# Automatic Generation of Hardware Architecture of 2D Convolvers.

## A. Al-Marakeby

Systems and Computers Dept. Faculty of Engineering, Al-Azhar Univ. Cairo, Egypt

**Abstract** - Convolution is a very important operation in signal processing, image processing, and computer vision. The convolution operation is implemented easily on software, but designing a custom hardware architecture for 2D convolution helps in obtaining fast, and power efficient systems. Many hardware architectures are proposed, however there is no a suitable architecture for all cases. The most efficient architecture depends on many factors, which add a large effort on the designer to analyze and design an efficient architecture. *IP* cores and *HLS* give a general solution which needs optimizations and customization to work efficiently for a specific problem. In this research, an automatic generation system is introduced which helps the designer to easily analyses the performance and accuracy of the architecture. Also, this system automatically generates an architecture to realize the 2D convolution based on some parameters and customizations given by the designer. The automatic generation system starts by receiving a kernel coefficients or an equation as an input, then generates a Verilog code as an output which can be realized on FPGA or ASIC. The experimental results show that, not only the automatic generation tool reduces the designer efforts, but also in many cases it generates more efficient systems than the humanbased designs.

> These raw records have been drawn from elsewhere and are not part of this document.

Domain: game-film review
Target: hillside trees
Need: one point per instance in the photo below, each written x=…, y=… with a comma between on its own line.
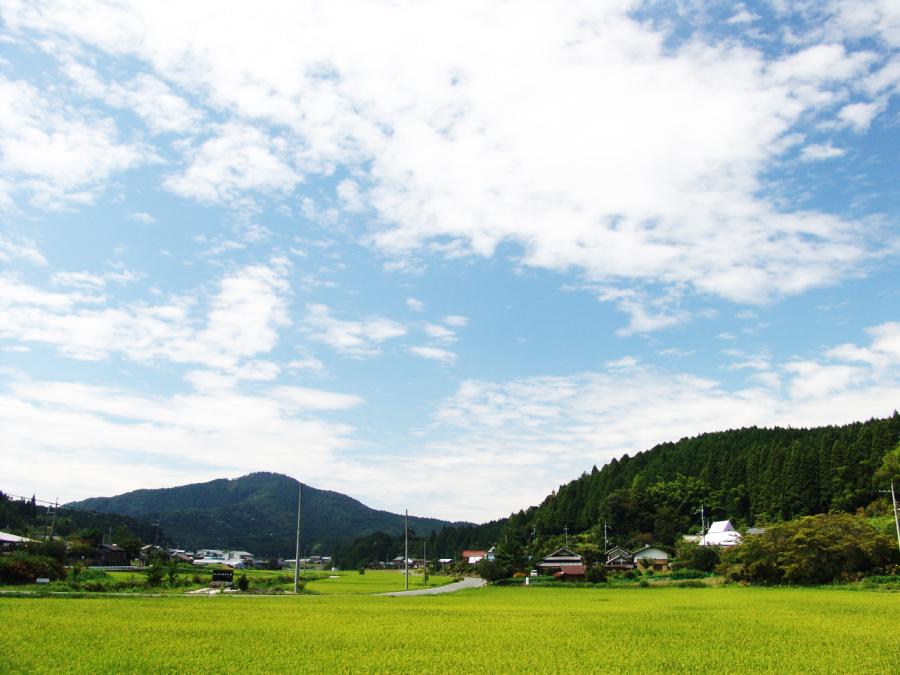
x=811, y=550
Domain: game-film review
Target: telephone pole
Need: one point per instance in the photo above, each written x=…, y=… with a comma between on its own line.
x=894, y=504
x=406, y=548
x=53, y=522
x=297, y=547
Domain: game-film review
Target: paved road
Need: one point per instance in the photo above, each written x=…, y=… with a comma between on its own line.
x=468, y=582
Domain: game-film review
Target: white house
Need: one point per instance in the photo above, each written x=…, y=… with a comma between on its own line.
x=721, y=533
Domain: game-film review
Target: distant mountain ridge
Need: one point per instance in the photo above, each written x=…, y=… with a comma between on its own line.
x=257, y=513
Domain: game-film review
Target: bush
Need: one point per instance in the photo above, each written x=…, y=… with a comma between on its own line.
x=155, y=574
x=22, y=567
x=688, y=573
x=812, y=550
x=690, y=555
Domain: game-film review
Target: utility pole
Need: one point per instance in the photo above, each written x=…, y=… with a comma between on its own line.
x=406, y=548
x=297, y=547
x=896, y=518
x=53, y=522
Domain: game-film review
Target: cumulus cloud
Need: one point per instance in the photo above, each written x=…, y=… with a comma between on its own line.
x=358, y=339
x=240, y=321
x=434, y=354
x=545, y=430
x=57, y=155
x=583, y=136
x=818, y=152
x=21, y=249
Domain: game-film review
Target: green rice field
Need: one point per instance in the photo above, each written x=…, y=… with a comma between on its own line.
x=729, y=629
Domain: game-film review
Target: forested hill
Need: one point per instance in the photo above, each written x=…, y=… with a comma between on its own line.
x=747, y=475
x=256, y=513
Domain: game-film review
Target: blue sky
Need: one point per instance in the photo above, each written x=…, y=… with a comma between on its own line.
x=438, y=256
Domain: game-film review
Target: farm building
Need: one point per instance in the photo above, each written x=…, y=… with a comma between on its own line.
x=721, y=533
x=473, y=557
x=10, y=542
x=570, y=573
x=619, y=559
x=651, y=558
x=560, y=560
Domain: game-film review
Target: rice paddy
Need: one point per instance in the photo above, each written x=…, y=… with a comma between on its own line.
x=494, y=629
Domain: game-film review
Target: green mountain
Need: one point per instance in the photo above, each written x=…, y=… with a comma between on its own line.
x=256, y=513
x=750, y=476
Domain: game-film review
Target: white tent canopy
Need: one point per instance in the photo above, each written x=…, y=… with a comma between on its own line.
x=721, y=533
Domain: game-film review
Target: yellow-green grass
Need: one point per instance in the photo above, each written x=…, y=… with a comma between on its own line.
x=735, y=630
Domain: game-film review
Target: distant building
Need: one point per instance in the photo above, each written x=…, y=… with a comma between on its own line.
x=651, y=558
x=10, y=542
x=560, y=560
x=110, y=555
x=570, y=573
x=619, y=559
x=721, y=533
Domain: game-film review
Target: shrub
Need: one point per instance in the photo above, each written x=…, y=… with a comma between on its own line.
x=23, y=568
x=812, y=550
x=155, y=574
x=690, y=555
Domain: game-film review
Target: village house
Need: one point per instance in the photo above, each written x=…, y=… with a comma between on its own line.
x=473, y=557
x=651, y=558
x=561, y=560
x=110, y=555
x=11, y=542
x=619, y=559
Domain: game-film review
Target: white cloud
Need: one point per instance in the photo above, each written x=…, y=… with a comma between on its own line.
x=434, y=354
x=580, y=135
x=438, y=332
x=742, y=16
x=144, y=218
x=456, y=320
x=313, y=365
x=545, y=430
x=818, y=152
x=55, y=154
x=301, y=398
x=241, y=320
x=415, y=305
x=23, y=249
x=860, y=115
x=354, y=338
x=238, y=160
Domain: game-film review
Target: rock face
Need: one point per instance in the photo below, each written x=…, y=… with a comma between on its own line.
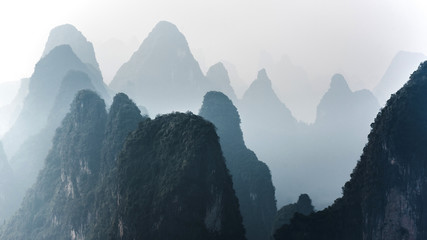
x=217, y=75
x=43, y=89
x=286, y=213
x=337, y=137
x=396, y=75
x=67, y=34
x=386, y=194
x=29, y=159
x=269, y=127
x=162, y=74
x=172, y=170
x=170, y=174
x=7, y=187
x=56, y=206
x=9, y=113
x=251, y=177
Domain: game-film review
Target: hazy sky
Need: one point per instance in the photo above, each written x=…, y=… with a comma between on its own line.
x=355, y=38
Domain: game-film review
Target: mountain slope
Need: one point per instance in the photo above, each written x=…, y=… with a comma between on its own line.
x=173, y=171
x=251, y=177
x=29, y=159
x=385, y=196
x=56, y=206
x=401, y=66
x=67, y=34
x=43, y=89
x=162, y=74
x=219, y=81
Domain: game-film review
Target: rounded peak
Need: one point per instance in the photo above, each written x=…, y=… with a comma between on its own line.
x=338, y=82
x=68, y=28
x=121, y=97
x=74, y=80
x=304, y=199
x=262, y=77
x=218, y=73
x=86, y=96
x=165, y=26
x=61, y=50
x=120, y=100
x=217, y=67
x=217, y=96
x=69, y=34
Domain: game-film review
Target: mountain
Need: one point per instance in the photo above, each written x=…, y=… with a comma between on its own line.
x=219, y=81
x=172, y=170
x=335, y=139
x=251, y=177
x=9, y=113
x=43, y=89
x=397, y=74
x=286, y=213
x=7, y=187
x=123, y=117
x=269, y=128
x=385, y=196
x=162, y=74
x=294, y=86
x=29, y=159
x=67, y=34
x=56, y=206
x=8, y=91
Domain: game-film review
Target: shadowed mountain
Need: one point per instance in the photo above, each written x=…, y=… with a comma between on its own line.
x=173, y=171
x=7, y=187
x=43, y=89
x=286, y=213
x=162, y=74
x=251, y=177
x=269, y=128
x=396, y=75
x=385, y=197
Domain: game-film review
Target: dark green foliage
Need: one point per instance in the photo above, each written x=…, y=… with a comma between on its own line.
x=7, y=188
x=123, y=118
x=386, y=196
x=286, y=213
x=173, y=183
x=57, y=205
x=251, y=177
x=170, y=175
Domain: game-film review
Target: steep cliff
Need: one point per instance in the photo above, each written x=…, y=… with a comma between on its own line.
x=251, y=177
x=386, y=194
x=173, y=183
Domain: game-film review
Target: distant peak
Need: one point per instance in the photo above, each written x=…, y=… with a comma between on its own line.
x=64, y=27
x=215, y=95
x=338, y=82
x=69, y=34
x=218, y=66
x=165, y=26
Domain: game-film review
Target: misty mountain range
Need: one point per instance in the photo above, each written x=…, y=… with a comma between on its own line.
x=79, y=160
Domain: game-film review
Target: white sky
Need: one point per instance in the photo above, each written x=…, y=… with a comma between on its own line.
x=357, y=38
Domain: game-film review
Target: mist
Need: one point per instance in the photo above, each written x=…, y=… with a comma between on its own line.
x=293, y=96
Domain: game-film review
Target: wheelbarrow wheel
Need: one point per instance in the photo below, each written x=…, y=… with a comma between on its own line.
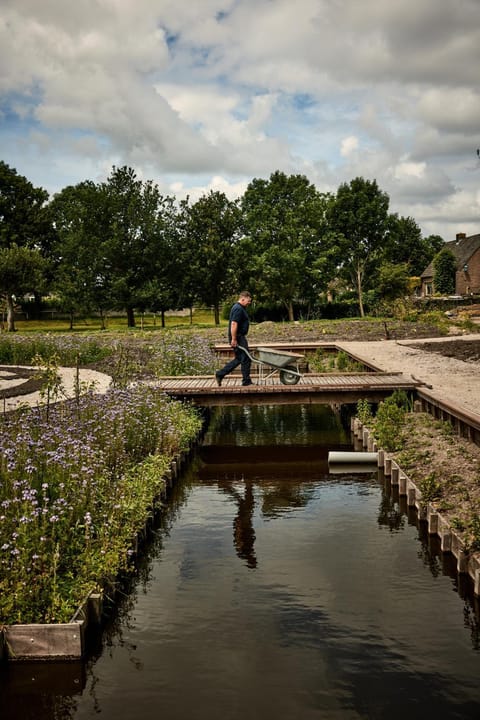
x=287, y=377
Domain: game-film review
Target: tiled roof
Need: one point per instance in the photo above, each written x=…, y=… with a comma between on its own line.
x=463, y=250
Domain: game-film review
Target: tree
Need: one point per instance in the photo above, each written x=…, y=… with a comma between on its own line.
x=444, y=271
x=406, y=244
x=393, y=281
x=24, y=217
x=211, y=230
x=131, y=246
x=284, y=253
x=358, y=214
x=81, y=223
x=22, y=270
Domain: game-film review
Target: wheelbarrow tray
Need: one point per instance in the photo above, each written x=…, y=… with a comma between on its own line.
x=277, y=358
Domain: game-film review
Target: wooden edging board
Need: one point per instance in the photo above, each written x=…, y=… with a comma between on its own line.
x=450, y=539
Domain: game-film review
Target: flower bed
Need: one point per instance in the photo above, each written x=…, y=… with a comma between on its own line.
x=76, y=486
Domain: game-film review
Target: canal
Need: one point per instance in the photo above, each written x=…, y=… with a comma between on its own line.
x=274, y=589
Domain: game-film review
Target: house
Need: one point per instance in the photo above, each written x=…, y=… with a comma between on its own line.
x=467, y=277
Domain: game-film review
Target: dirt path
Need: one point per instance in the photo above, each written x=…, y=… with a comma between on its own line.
x=18, y=385
x=455, y=380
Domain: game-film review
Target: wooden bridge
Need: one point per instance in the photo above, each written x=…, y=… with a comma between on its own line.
x=328, y=388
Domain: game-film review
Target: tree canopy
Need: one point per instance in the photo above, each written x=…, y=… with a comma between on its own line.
x=120, y=244
x=358, y=215
x=284, y=254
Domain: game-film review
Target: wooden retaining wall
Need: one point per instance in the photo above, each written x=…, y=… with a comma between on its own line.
x=450, y=539
x=67, y=641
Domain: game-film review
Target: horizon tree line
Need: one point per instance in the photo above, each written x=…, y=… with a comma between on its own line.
x=122, y=245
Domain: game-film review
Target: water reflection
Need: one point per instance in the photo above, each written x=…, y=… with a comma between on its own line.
x=300, y=594
x=243, y=531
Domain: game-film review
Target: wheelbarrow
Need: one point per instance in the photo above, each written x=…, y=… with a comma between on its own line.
x=271, y=361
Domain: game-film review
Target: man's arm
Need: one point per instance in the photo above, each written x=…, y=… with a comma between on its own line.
x=233, y=332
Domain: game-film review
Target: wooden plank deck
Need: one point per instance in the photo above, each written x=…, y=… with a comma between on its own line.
x=312, y=388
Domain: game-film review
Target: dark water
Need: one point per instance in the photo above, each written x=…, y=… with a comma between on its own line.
x=275, y=590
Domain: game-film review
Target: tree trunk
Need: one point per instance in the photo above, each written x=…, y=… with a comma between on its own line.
x=360, y=292
x=291, y=316
x=10, y=314
x=130, y=317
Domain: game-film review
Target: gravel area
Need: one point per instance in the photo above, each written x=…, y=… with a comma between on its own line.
x=455, y=380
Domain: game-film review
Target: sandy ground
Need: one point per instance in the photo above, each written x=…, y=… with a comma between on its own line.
x=455, y=381
x=8, y=378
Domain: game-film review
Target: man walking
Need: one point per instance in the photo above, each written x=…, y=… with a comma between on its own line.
x=238, y=325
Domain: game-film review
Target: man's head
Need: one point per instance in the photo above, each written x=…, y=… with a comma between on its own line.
x=244, y=298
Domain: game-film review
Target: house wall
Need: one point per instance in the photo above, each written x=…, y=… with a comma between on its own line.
x=468, y=280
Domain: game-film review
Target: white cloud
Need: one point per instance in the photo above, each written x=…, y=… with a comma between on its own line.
x=349, y=145
x=209, y=95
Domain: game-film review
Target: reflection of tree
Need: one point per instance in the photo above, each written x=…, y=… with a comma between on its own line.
x=243, y=531
x=283, y=496
x=389, y=513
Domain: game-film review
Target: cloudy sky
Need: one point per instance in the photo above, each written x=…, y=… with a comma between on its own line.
x=209, y=94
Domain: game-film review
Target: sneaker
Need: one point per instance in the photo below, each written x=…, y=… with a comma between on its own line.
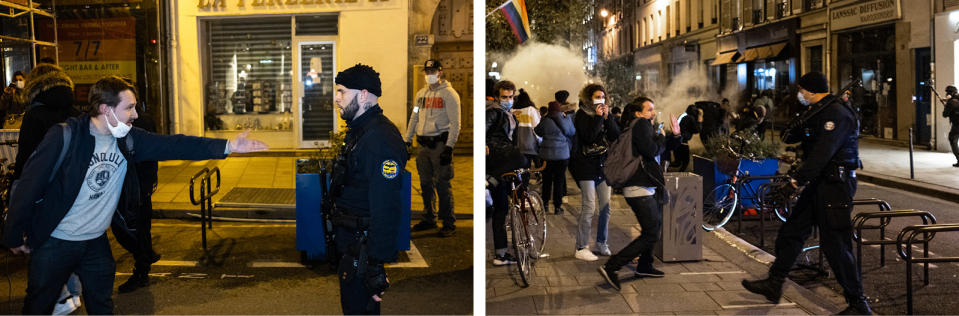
x=610, y=277
x=448, y=231
x=424, y=225
x=504, y=260
x=649, y=272
x=135, y=281
x=603, y=249
x=586, y=255
x=66, y=306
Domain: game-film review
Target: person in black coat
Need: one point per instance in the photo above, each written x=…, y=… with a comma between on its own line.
x=595, y=130
x=644, y=191
x=49, y=91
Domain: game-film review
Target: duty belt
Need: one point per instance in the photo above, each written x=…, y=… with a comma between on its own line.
x=341, y=219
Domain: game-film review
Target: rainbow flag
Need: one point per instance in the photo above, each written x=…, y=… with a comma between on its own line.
x=515, y=12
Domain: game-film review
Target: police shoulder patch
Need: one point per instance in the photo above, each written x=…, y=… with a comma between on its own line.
x=389, y=169
x=830, y=125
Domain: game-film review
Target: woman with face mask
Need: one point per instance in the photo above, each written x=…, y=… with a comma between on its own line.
x=595, y=130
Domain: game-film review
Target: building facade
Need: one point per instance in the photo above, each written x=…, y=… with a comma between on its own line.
x=747, y=47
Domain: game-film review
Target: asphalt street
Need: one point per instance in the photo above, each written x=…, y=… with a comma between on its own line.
x=254, y=268
x=885, y=285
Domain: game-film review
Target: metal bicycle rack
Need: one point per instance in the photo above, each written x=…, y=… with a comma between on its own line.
x=207, y=191
x=904, y=242
x=885, y=217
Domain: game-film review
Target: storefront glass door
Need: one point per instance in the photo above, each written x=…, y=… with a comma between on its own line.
x=314, y=90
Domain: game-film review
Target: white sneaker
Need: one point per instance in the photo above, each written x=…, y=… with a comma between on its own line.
x=66, y=306
x=603, y=249
x=586, y=255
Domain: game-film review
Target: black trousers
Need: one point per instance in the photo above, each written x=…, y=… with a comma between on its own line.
x=500, y=195
x=953, y=138
x=355, y=298
x=650, y=217
x=818, y=205
x=140, y=245
x=554, y=182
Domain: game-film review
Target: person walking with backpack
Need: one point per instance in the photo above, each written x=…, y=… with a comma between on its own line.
x=644, y=191
x=79, y=180
x=557, y=131
x=594, y=130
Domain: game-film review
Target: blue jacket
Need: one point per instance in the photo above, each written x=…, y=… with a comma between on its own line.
x=55, y=199
x=372, y=186
x=557, y=131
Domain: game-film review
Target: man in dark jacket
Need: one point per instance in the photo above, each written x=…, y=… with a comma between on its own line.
x=501, y=156
x=49, y=92
x=63, y=222
x=557, y=131
x=140, y=245
x=829, y=136
x=951, y=111
x=366, y=208
x=643, y=191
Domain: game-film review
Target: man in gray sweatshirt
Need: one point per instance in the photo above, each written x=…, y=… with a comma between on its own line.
x=436, y=123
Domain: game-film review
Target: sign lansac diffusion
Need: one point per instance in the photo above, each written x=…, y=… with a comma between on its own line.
x=221, y=4
x=865, y=13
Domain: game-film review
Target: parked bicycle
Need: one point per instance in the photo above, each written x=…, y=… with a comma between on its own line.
x=526, y=221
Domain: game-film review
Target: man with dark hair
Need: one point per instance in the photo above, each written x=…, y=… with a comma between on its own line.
x=951, y=111
x=501, y=156
x=436, y=123
x=78, y=181
x=829, y=136
x=365, y=191
x=644, y=191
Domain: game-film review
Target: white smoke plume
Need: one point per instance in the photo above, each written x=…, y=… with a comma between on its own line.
x=542, y=69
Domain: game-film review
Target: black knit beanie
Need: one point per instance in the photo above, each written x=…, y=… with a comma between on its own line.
x=814, y=82
x=360, y=77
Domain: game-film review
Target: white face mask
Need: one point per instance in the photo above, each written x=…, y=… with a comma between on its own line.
x=802, y=100
x=121, y=129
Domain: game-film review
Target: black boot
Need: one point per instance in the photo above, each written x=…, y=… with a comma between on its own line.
x=857, y=307
x=136, y=281
x=771, y=287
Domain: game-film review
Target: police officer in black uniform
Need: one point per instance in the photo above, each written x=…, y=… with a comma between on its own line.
x=366, y=191
x=828, y=130
x=951, y=111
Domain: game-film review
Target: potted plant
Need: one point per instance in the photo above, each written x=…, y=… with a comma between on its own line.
x=743, y=151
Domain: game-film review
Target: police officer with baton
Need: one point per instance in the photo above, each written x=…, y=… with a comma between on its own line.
x=828, y=130
x=366, y=190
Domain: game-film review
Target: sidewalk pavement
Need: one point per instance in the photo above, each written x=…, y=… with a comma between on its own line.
x=565, y=285
x=888, y=165
x=172, y=197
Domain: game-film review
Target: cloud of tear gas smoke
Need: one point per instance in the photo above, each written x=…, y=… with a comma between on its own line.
x=542, y=69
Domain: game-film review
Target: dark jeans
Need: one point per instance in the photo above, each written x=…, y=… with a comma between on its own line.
x=435, y=184
x=52, y=264
x=650, y=217
x=139, y=245
x=835, y=228
x=554, y=182
x=500, y=207
x=953, y=138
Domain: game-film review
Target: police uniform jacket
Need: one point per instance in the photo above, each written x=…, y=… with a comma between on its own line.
x=372, y=186
x=829, y=139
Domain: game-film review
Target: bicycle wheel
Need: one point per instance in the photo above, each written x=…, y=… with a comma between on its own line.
x=718, y=207
x=520, y=245
x=537, y=224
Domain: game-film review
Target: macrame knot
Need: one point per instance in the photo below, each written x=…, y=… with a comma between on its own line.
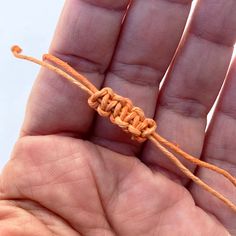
x=121, y=112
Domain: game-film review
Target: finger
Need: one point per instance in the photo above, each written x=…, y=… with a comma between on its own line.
x=85, y=37
x=195, y=80
x=146, y=47
x=220, y=149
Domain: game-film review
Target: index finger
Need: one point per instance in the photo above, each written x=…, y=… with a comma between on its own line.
x=86, y=37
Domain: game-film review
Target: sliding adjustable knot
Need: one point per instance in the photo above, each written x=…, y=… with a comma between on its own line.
x=121, y=112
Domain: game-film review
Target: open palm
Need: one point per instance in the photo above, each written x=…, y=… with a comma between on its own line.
x=74, y=173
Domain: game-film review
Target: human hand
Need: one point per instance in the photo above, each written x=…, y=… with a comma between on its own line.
x=73, y=173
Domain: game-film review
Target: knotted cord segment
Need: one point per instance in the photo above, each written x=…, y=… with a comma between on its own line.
x=131, y=119
x=121, y=112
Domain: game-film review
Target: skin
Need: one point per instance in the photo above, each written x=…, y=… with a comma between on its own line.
x=73, y=173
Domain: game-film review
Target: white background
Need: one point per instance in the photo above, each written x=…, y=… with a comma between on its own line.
x=30, y=24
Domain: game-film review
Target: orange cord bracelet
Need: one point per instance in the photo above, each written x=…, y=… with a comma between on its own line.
x=131, y=119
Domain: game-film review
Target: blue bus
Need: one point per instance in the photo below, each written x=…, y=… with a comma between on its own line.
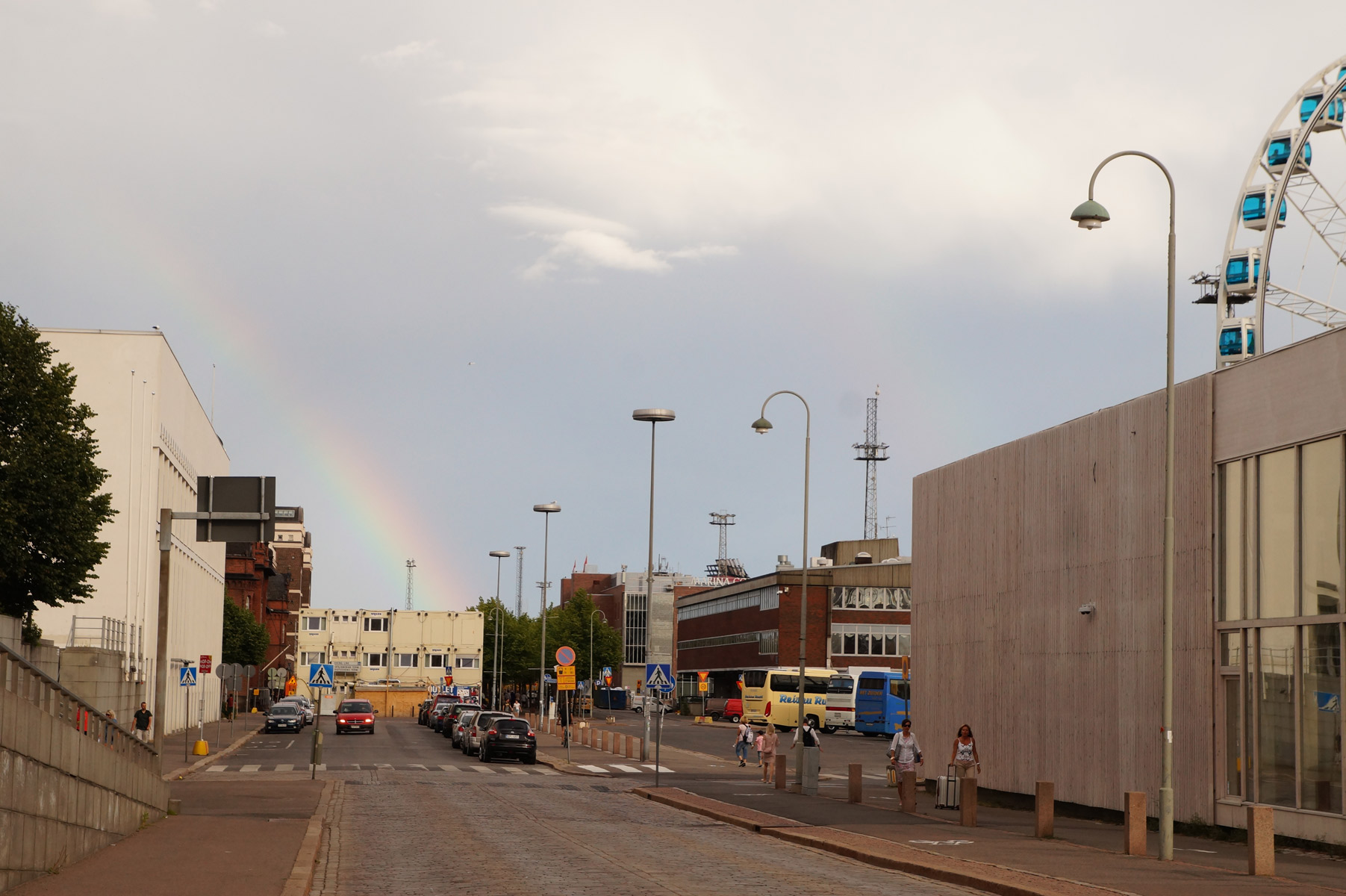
x=882, y=701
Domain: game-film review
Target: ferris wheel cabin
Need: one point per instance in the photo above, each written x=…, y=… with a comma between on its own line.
x=1277, y=154
x=1255, y=208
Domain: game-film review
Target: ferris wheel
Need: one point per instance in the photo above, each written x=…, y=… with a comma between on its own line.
x=1300, y=166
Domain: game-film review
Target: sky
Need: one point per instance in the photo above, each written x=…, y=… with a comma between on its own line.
x=435, y=253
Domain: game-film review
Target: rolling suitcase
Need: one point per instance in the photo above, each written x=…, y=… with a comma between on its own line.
x=947, y=790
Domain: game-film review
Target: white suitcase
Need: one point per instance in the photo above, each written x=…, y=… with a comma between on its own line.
x=947, y=791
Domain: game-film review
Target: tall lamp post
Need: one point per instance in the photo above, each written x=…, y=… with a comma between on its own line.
x=546, y=510
x=1091, y=216
x=653, y=416
x=496, y=677
x=596, y=612
x=764, y=426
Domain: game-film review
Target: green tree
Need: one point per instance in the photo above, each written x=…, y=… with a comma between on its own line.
x=50, y=502
x=244, y=639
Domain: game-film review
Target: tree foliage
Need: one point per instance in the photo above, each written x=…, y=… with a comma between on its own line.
x=50, y=502
x=244, y=639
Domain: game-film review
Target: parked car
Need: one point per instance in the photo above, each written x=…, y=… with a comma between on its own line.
x=471, y=740
x=284, y=718
x=355, y=715
x=509, y=738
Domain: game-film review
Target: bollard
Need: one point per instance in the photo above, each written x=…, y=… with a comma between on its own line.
x=968, y=802
x=1046, y=806
x=1262, y=841
x=909, y=791
x=1134, y=824
x=854, y=793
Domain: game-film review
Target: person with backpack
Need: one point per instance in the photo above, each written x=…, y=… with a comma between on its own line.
x=742, y=741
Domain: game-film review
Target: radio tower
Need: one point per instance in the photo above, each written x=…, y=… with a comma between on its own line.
x=411, y=584
x=519, y=583
x=871, y=451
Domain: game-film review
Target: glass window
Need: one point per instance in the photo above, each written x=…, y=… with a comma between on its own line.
x=1232, y=541
x=1277, y=535
x=1277, y=716
x=1321, y=718
x=1319, y=520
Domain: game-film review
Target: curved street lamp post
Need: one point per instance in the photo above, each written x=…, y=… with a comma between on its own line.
x=1091, y=216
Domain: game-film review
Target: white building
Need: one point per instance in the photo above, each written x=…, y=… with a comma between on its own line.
x=408, y=646
x=154, y=441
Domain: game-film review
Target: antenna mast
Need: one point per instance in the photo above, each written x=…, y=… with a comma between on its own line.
x=411, y=584
x=871, y=451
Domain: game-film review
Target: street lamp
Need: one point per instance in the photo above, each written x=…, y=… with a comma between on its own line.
x=1091, y=216
x=496, y=689
x=591, y=658
x=546, y=510
x=764, y=426
x=653, y=416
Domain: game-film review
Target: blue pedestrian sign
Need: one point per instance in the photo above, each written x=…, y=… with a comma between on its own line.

*Key Words*: 2D convolution, image processing, automatic generation, FPGA.

#### **1. INTRODUCTION**

2D Convolution are commonly used in very large applications ranging from image processing and computer vision to CNN (Convolutional Neural Networks) and deep learning. When working with low power and small size systems the hardware implementation of 2D convolution is more efficient than software implementation. However, designing an efficient hardware architecture of 2D convolvers is not an easy task. The architecture depends on many factors, parameters, optimizations, and customizations. Usually, the designer will spend a large time to take all these variations into consideration. Another solution is to use IP cores and HLS which facilitates the design and reduces the time and efforts. However, these ready systems are not efficient, and they require many customizations and optimizations to match the given problem requirements. For example, a 5×5 Gaussian kernel can be implemented using the architecture shown in fig.1.



Fig -1: 2D Convolution using parallel architecture.

This architecture consists of a multiplier array contains 25 floating point multipliers and an adder tree contains 24 floating point adders. This architecture can be considered as a general 2D convolution architecture for any 5×5 kernel, but it can be improved dramatically depending on many factors. One main factor is the decision by the designer to use fixed point instead of floating point with a reduced accuracy (sometimes without accuracy losses depending on the kernel coefficients). Floating point arithmetic consumes a lot of hardware circuitry, and fixed-point approximations are more suitable and efficient for hardware implementations [1][10]. It is required to select the suitable bit width for fixed point approximation which affects both of the accuracy and hardware complexity.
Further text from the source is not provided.